Zero to Observable: Adding Monitoring to a System That Had None

Introducing Grafana and Prometheus to a system with no visibility — what we measured first, and what we learned about debugging with data.

GrafanaPrometheusNode.js

Context

The platform had no structured monitoring. When something went wrong, we'd check logs, guess, and hope. We had no idea what 'normal' looked like — request latency, error rates, database connection usage. We needed to go from zero visibility to enough signal to debug production issues. The goal wasn't perfect observability; it was 'when something breaks, we can find out why.'

Constraints

  • No prior experience with Prometheus or Grafana — we had to learn while shipping
  • Limited time — we couldn't instrument everything; we had to pick the highest-value metrics first
  • Existing app had no metrics endpoints — we had to add them without disrupting the codebase

Architecture

We started with the four golden signals: latency, traffic, errors, saturation. We added a Prometheus client to the Node.js app, exposed a /metrics endpoint, and scraped it with Prometheus. We created a few Grafana dashboards: request rate and latency by endpoint, error rate by status code, database connection pool usage.
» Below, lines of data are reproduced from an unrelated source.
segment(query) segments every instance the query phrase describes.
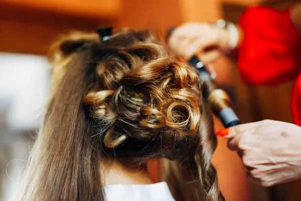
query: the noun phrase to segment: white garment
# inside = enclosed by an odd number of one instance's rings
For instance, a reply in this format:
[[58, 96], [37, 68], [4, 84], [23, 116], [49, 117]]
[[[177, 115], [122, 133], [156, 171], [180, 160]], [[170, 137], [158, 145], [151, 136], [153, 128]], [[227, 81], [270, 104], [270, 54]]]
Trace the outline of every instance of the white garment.
[[165, 182], [104, 187], [107, 201], [175, 201]]

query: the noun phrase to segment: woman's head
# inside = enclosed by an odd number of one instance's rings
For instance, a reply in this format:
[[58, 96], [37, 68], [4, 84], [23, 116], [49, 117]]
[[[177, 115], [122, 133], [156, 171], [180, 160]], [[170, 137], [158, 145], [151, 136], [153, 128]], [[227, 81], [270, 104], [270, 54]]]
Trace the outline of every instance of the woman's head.
[[53, 90], [23, 199], [104, 200], [99, 166], [114, 157], [134, 166], [178, 161], [177, 181], [190, 173], [191, 199], [222, 200], [210, 163], [212, 119], [193, 67], [149, 32], [130, 30], [105, 41], [74, 33], [51, 55]]

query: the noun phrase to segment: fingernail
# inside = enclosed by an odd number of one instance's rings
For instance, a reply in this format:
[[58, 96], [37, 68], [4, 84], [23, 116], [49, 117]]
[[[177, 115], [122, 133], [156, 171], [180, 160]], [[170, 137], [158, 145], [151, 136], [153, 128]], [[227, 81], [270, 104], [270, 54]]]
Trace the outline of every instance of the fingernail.
[[221, 130], [220, 131], [218, 131], [216, 133], [216, 135], [218, 135], [219, 136], [226, 136], [226, 135], [229, 135], [229, 131], [230, 129], [229, 128]]
[[177, 58], [178, 59], [178, 61], [180, 61], [180, 62], [186, 62], [186, 60], [184, 59], [183, 59], [183, 58]]

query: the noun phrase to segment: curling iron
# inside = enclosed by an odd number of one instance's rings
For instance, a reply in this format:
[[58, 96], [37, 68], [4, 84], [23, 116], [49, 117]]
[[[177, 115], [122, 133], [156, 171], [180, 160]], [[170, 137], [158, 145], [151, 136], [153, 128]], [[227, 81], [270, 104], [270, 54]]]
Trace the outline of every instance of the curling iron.
[[[169, 37], [175, 28], [168, 31]], [[213, 113], [221, 120], [225, 128], [240, 124], [239, 119], [231, 107], [231, 101], [229, 95], [223, 90], [219, 88], [210, 76], [204, 63], [196, 56], [193, 56], [188, 62], [194, 66], [200, 73], [203, 81], [203, 94], [208, 101]]]
[[[112, 34], [111, 27], [98, 29], [98, 33], [103, 41], [108, 40]], [[175, 28], [171, 29], [168, 33], [168, 37], [172, 34]], [[240, 124], [240, 122], [231, 108], [230, 97], [223, 90], [219, 88], [204, 64], [196, 56], [193, 56], [188, 62], [196, 67], [200, 72], [203, 81], [203, 94], [208, 100], [212, 111], [221, 120], [224, 126], [229, 128]]]

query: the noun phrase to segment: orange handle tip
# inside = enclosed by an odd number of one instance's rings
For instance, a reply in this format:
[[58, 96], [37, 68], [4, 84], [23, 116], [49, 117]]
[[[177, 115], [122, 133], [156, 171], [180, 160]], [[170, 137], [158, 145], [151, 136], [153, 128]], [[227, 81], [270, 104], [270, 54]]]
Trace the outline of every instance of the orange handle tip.
[[220, 131], [218, 131], [217, 133], [216, 133], [216, 135], [218, 136], [226, 136], [228, 135], [229, 135], [229, 132], [230, 131], [230, 129], [227, 128], [227, 129], [222, 129]]

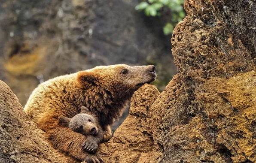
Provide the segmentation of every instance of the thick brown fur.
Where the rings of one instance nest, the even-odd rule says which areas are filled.
[[[58,117],[72,118],[85,106],[98,118],[104,131],[111,135],[110,125],[122,115],[134,92],[155,77],[152,65],[96,67],[40,84],[24,109],[49,135],[54,148],[84,160],[87,157],[82,148],[85,136],[60,125]]]
[[[103,131],[95,115],[90,112],[85,106],[81,107],[81,110],[80,113],[71,118],[61,115],[59,117],[59,124],[86,136],[83,145],[84,148],[87,149],[88,151],[90,153],[95,153],[99,143],[103,142]],[[94,130],[92,131],[91,129],[93,128]],[[95,140],[95,138],[98,139],[97,142],[93,142],[91,144],[90,140],[91,139]],[[97,144],[95,144],[95,142]]]

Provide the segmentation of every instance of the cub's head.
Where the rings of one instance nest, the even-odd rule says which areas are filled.
[[[125,64],[99,66],[78,73],[77,82],[85,89],[99,87],[111,93],[127,96],[145,83],[155,80],[153,65],[131,66]]]
[[[81,113],[72,118],[61,115],[59,117],[59,124],[85,136],[97,135],[98,122],[97,119],[87,114],[88,111],[85,107],[82,106],[81,110]]]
We set up basic alerting — when error rate spiked or latency crossed a threshold, we'd get a Slack notification. We didn't add distributed tracing or log aggregation initially; those were phase two. The key was starting small: a few dashboards and two or three alerts. We learned what we actually looked at when debugging, then added more.

Alternatives considered

  • Full observability stack (tracing, logs, metrics) from day one: Would have been overwhelming. We needed to walk before we ran. Metrics first, then logs, then tracing if we hit limits.
  • Rely on cloud provider metrics (e.g. AWS CloudWatch) only: CloudWatch gave us infra metrics (CPU, memory) but not application-level metrics (request latency by route, error rate by endpoint). We needed both.

Lessons learned

  • Start with the metrics you'll actually use when debugging. We thought we'd care about cache hit rate; we ended up caring most about latency p99.
  • Alert fatigue is real. We tuned thresholds after a few false alarms. Better to miss an alert than ignore them.
  • Document what each dashboard is for. A dashboard with no clear purpose becomes noise.